Mike Keenan

Mike Keenan is one of hockey’s most accomplished and commanding coaches, known for delivering results at the highest levels of the game. He reached multiple Stanley Cup Finals with different NHL teams and won the Stanley Cup with the New York Rangers in 1994. Keenan also guided Team Canada to victory at the 1987 Canada Cup and later captured a Gagarin Cup championship in the KHL. His demanding style and winning pedigree made him one of hockey’s defining bench bosses.

Mike Keenan

Michael Edward Keenan is a Canadian-American former professional hockey coach. Previously, he served as head coach and/or general manager with several NHL teams between 1984 and 2009. He currently ranks sixth in playoff wins with 96. He is noted for his early career success in coaching, which started with reaching the Stanley Cup Finals in his rookie season in 1985. In 1987, he reached the Finals once again.

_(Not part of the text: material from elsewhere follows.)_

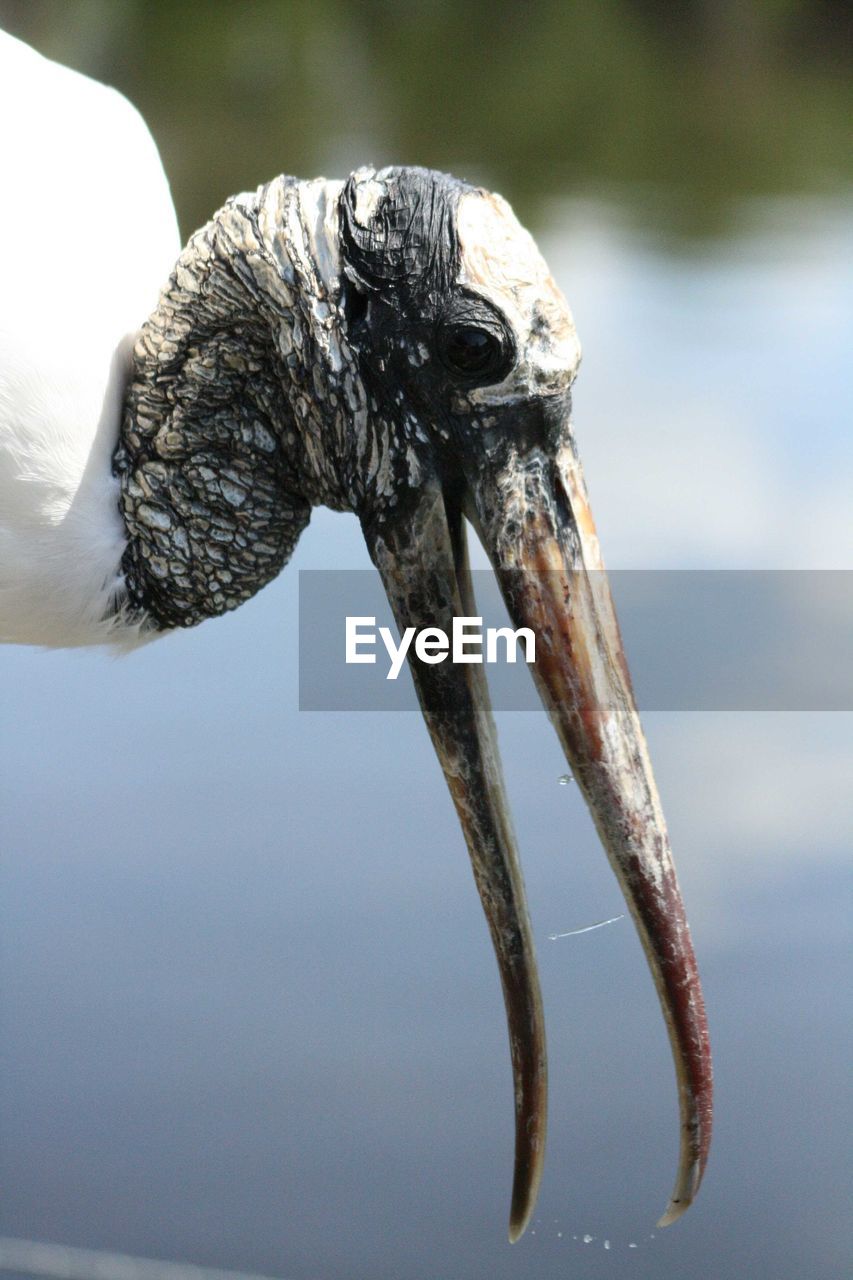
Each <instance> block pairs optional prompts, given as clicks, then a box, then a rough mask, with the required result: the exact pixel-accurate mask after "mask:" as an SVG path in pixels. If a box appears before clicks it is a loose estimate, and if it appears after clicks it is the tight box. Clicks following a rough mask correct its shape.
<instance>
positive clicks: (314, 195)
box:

Months later, he led Team Canada to win the 1987 Canada Cup round-robin tournament in a thrilling best-of-three series finale against Viktor Tikhonov‘s Red Army team.[1] He left the Flyers for Chicago in 1988. He reached the Finals once again in 1992 but lost again. After leaving the Blackhawks and spending a year away from coaching, Keenan won a Stanley Cup championship as coach of the New York Rangers in 1994.

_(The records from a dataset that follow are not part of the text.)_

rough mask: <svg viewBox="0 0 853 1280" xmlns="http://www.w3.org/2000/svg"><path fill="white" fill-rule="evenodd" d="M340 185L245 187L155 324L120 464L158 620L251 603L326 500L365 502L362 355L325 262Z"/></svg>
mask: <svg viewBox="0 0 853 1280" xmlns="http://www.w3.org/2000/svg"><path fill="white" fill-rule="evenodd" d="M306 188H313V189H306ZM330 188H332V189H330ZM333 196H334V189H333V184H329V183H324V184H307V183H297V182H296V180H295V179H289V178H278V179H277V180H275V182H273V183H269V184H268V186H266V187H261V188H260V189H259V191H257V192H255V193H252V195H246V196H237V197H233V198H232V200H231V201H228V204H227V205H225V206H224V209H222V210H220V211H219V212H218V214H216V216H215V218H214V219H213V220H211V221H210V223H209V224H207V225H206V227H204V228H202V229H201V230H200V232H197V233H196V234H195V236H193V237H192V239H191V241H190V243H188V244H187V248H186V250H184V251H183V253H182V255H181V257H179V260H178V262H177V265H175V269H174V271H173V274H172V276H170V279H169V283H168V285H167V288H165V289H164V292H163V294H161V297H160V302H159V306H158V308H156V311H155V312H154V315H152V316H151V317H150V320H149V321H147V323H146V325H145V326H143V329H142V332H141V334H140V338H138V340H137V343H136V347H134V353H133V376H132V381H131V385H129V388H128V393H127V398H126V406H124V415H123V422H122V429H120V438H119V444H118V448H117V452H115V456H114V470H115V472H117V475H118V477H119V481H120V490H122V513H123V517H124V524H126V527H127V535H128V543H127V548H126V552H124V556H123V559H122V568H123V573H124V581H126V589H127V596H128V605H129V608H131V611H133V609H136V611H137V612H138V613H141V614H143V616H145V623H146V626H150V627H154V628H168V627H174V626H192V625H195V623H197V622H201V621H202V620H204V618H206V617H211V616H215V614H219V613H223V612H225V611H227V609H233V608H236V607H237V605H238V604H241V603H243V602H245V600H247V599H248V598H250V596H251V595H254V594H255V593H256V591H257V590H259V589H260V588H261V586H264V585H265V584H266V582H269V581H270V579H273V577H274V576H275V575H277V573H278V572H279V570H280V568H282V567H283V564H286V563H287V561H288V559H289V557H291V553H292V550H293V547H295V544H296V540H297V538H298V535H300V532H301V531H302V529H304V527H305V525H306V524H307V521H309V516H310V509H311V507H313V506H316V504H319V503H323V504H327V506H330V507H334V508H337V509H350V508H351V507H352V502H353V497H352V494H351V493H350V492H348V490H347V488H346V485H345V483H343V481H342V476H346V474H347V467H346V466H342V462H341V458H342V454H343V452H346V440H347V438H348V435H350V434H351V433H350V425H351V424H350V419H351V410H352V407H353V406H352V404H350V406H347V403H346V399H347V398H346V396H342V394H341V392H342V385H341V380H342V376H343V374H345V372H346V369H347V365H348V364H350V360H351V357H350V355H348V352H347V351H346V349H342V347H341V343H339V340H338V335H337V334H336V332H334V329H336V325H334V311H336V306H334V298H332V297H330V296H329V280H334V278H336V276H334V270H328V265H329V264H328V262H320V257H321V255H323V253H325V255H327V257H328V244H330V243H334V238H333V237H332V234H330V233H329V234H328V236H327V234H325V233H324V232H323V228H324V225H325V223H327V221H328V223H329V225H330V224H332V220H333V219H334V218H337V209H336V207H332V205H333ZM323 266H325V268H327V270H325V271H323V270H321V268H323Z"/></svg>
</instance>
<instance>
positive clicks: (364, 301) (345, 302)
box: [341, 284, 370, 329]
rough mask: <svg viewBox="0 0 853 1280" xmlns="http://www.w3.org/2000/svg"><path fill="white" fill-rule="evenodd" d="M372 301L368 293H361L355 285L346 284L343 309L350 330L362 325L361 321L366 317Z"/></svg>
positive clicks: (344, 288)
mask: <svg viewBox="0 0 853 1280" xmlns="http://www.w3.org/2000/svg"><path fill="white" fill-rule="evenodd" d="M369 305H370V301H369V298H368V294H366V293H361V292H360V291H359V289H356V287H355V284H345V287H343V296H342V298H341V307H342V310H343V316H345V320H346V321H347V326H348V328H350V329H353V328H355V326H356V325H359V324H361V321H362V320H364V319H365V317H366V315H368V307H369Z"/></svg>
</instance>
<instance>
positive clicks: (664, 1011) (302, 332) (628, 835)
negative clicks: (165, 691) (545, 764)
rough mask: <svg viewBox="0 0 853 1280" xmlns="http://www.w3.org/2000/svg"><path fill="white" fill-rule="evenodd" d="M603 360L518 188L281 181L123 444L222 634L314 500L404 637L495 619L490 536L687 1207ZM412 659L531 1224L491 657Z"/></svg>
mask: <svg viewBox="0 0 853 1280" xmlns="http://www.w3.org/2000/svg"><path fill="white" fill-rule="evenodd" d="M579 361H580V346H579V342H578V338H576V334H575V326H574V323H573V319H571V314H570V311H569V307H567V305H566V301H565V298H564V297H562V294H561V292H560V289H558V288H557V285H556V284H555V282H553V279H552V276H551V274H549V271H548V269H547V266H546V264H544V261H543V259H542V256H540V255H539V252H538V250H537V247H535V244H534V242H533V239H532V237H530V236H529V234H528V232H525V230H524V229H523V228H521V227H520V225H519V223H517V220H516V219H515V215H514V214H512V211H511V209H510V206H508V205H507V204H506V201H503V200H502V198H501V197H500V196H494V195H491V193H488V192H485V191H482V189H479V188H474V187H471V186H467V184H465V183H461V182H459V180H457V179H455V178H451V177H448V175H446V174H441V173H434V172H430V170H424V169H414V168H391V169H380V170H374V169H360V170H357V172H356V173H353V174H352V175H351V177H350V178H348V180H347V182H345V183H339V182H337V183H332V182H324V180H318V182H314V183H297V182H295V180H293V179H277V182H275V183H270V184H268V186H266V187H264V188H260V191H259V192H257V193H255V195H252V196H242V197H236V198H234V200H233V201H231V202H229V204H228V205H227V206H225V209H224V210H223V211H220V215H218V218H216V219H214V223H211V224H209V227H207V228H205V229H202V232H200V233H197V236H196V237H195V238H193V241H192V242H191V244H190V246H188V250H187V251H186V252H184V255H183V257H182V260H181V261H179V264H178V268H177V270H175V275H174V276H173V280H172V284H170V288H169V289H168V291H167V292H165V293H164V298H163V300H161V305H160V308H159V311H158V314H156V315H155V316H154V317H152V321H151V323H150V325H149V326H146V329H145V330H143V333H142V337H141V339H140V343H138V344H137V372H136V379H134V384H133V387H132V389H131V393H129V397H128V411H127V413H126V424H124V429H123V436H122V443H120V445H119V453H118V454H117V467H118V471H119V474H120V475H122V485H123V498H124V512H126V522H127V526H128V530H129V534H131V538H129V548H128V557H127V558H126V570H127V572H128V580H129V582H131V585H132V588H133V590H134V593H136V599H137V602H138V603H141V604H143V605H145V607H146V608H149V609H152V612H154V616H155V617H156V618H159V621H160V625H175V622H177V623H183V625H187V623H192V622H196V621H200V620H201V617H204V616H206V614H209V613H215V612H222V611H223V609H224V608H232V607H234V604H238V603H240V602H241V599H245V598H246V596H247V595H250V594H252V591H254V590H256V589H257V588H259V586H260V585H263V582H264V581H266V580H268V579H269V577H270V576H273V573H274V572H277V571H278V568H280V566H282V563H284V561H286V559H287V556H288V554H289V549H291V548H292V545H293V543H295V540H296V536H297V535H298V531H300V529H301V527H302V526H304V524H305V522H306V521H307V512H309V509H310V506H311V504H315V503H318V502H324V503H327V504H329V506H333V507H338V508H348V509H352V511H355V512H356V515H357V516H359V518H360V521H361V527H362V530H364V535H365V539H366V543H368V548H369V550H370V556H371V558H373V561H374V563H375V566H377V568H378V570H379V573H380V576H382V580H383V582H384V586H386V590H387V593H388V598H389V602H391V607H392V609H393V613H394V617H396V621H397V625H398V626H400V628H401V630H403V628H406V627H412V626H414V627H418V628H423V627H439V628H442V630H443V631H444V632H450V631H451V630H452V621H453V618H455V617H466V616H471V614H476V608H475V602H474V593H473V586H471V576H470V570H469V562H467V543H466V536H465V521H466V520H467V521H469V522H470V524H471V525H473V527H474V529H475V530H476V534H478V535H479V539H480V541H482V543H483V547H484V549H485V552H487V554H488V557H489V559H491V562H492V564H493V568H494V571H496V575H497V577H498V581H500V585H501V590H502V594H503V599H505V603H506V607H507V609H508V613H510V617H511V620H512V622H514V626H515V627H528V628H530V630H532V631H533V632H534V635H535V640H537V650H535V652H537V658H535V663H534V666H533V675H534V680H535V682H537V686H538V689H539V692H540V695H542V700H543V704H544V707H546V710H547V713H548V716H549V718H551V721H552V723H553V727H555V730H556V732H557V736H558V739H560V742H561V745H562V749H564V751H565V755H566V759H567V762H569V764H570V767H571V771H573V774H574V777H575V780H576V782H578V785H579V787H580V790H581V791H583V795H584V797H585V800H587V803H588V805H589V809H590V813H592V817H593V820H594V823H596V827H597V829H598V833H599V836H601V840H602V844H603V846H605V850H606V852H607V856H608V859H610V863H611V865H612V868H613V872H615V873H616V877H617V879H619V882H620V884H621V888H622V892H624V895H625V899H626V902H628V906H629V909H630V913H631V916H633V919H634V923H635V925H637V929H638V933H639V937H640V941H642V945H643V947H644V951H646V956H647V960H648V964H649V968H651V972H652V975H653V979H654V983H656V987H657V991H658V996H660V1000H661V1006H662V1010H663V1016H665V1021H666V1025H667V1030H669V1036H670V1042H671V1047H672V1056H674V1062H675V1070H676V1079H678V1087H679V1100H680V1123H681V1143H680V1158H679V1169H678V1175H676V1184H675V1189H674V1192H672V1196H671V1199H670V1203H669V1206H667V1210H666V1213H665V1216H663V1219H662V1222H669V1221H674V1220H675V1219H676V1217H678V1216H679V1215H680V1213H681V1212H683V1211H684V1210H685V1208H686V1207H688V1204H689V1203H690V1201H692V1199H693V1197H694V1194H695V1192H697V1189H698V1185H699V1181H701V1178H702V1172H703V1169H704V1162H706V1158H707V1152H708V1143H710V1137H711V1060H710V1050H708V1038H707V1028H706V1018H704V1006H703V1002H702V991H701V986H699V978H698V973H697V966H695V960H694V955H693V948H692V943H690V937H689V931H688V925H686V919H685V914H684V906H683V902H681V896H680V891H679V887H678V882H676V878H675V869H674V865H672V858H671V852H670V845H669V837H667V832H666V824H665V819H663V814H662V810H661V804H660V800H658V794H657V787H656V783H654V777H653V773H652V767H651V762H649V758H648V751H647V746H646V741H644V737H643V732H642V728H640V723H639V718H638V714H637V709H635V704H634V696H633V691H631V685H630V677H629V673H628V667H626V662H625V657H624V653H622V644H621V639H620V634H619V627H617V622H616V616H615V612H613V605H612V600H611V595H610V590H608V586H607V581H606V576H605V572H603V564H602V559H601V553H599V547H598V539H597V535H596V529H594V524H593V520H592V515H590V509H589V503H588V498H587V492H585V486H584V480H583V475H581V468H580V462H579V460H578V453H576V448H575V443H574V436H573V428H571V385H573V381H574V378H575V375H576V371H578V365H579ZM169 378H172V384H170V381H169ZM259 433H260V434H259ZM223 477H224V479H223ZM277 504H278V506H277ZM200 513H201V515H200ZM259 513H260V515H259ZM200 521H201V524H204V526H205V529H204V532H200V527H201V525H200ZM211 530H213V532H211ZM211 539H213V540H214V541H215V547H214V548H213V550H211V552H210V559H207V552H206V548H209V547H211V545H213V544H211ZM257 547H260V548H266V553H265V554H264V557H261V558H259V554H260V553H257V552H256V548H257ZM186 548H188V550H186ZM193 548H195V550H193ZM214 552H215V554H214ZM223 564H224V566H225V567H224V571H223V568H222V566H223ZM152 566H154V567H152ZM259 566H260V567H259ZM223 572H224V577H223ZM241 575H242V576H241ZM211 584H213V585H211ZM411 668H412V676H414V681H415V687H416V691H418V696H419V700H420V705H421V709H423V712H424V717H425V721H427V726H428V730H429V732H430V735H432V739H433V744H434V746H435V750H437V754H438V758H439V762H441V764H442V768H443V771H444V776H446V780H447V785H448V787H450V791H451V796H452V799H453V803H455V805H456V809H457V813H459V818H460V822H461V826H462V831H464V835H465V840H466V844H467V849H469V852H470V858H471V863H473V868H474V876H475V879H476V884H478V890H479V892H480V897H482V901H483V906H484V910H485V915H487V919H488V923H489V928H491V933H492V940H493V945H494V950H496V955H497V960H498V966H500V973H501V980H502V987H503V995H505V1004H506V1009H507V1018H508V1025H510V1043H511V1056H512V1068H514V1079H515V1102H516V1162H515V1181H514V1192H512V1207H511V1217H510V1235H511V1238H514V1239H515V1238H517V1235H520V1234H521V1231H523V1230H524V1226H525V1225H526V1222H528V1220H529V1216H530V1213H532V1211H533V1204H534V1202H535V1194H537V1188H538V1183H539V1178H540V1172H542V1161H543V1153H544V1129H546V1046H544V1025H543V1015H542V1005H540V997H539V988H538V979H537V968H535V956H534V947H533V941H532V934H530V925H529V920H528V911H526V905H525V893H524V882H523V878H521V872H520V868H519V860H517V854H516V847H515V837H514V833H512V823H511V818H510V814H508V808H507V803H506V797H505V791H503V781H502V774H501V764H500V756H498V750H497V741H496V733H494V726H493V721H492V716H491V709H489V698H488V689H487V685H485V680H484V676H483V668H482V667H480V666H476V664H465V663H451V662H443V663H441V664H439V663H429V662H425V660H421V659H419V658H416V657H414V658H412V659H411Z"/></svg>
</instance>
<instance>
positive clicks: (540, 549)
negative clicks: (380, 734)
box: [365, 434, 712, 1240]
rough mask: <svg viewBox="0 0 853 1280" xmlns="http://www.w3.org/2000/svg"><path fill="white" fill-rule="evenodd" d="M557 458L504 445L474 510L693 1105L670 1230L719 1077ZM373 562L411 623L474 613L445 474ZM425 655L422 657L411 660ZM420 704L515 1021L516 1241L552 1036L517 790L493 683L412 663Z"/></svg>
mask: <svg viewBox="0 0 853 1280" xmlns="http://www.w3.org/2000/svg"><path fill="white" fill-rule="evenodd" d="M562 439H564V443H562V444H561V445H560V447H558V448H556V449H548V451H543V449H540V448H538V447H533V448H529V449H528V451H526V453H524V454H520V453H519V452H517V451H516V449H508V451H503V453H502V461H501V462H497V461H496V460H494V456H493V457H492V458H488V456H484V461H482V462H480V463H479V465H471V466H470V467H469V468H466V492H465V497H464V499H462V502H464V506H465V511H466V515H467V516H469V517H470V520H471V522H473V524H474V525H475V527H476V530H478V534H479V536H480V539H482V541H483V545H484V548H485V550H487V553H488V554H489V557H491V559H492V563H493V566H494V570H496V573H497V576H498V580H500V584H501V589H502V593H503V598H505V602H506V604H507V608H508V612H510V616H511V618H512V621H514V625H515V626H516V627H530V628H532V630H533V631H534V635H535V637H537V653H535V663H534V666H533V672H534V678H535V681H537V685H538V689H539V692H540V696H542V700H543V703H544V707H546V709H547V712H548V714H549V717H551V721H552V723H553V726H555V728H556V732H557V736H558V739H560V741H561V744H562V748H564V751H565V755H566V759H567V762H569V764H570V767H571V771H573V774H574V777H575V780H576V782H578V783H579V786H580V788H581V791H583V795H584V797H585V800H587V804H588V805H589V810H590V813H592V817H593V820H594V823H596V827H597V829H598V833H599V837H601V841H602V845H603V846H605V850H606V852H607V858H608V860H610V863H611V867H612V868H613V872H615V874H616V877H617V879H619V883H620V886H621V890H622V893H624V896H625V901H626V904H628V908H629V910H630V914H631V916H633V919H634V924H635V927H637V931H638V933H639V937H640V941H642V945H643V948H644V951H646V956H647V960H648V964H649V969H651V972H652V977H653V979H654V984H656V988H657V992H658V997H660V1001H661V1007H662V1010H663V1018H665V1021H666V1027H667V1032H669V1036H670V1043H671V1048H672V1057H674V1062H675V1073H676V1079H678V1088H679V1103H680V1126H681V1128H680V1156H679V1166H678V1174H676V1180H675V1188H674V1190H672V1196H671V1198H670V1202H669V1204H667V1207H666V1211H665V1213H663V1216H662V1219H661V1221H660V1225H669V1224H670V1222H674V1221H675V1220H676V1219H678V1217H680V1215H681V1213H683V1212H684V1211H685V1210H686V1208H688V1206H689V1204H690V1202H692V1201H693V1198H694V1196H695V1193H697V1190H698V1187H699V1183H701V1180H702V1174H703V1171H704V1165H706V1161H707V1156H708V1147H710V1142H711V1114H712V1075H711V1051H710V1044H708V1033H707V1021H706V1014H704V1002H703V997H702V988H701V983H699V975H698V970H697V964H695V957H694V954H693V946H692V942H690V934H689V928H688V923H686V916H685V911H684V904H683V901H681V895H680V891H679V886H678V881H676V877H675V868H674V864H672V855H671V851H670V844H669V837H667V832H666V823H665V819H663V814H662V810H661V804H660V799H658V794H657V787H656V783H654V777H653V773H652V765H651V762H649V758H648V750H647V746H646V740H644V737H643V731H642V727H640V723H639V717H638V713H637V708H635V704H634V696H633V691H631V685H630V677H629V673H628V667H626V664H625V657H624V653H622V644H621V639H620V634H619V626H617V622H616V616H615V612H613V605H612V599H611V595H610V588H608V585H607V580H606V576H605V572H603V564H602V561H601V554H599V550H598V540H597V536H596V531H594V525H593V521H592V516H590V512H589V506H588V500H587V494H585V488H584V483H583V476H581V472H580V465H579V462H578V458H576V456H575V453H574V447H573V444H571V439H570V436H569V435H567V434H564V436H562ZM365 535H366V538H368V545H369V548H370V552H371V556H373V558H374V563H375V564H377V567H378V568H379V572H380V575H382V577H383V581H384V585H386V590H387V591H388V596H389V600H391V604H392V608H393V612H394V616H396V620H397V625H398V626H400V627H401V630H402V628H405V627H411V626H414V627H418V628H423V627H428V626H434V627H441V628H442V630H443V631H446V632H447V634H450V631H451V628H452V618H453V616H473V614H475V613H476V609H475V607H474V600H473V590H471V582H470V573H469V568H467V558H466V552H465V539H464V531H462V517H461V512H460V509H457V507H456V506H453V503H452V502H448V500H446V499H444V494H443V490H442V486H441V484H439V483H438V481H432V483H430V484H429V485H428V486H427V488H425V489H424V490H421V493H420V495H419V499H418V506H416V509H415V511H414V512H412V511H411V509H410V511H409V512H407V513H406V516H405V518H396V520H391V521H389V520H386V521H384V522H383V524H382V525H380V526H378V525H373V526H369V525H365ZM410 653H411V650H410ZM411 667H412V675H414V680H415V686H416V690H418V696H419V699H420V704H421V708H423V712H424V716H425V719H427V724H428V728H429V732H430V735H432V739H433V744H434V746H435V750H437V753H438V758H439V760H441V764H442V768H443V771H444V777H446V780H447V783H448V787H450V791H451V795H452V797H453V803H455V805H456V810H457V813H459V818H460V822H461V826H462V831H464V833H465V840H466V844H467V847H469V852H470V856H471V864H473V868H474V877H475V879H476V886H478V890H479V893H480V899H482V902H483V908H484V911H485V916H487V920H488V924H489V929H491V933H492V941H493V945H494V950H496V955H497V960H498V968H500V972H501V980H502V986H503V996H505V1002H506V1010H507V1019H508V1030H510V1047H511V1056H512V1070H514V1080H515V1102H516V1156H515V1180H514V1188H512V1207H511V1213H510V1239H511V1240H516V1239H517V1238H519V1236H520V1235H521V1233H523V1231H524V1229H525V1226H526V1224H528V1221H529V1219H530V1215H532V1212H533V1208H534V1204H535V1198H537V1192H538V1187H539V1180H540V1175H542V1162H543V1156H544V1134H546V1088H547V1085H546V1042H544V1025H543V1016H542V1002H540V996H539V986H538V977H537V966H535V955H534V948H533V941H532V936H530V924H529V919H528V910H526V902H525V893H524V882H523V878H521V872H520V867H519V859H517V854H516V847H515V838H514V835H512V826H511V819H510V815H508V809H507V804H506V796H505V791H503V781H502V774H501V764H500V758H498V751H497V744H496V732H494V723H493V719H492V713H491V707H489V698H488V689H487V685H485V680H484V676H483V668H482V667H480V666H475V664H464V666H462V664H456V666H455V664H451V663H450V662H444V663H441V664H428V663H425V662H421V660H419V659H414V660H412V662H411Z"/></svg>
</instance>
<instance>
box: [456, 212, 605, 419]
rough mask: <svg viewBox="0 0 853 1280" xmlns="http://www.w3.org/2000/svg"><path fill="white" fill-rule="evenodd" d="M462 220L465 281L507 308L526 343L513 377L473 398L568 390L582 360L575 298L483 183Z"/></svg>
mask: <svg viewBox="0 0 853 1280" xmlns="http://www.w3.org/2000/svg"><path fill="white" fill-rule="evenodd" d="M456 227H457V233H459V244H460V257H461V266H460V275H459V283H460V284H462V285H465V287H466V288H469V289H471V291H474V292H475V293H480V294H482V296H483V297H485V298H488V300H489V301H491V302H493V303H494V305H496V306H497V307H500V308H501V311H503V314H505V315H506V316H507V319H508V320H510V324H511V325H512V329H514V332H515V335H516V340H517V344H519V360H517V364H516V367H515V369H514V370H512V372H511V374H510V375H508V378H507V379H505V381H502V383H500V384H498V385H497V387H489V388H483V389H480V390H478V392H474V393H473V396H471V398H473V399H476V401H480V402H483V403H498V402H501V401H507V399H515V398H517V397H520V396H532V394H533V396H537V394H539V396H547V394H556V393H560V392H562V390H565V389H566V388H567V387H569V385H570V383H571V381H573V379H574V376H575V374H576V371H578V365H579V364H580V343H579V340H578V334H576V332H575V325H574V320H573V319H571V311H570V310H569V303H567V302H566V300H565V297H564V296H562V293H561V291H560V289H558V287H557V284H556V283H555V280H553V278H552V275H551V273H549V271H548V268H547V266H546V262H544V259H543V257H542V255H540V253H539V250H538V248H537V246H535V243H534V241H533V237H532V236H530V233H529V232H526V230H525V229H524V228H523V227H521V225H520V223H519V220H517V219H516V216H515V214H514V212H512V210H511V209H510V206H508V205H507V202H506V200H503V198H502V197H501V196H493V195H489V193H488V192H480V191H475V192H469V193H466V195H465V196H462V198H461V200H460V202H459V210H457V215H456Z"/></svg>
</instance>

He is one of three coaches to coach in a playoff Game 7 ten times, for which he won five times.[2] Keenan was the third person to lead three different teams (Philadelphia, Chicago, New York) to the Stanley Cup Finals; only one coach has accomplished the feat since Keenan.[3][4]

Keenan coached for eight National Hockey League teams from 1984 to 2009. He also won the Gagarin Cup while coaching Metallurg Magnitogorsk in 2014, and he became the first head coach to have won championships in both the NHL and KHL, later to be joined by Bob Hartley after his win in 2021.[5]

Currently, he is 15th all time in National Hockey League wins as one of 23 head coaches with 600 wins in NHL history. In each of his first eleven seasons, Keenan led his team to the Stanley Cup playoffs; in the subsequent nine seasons that followed, his teams only made it to the playoffs twice. His tough coaching style and attitude towards his players have earned him the nickname “Iron Mike“.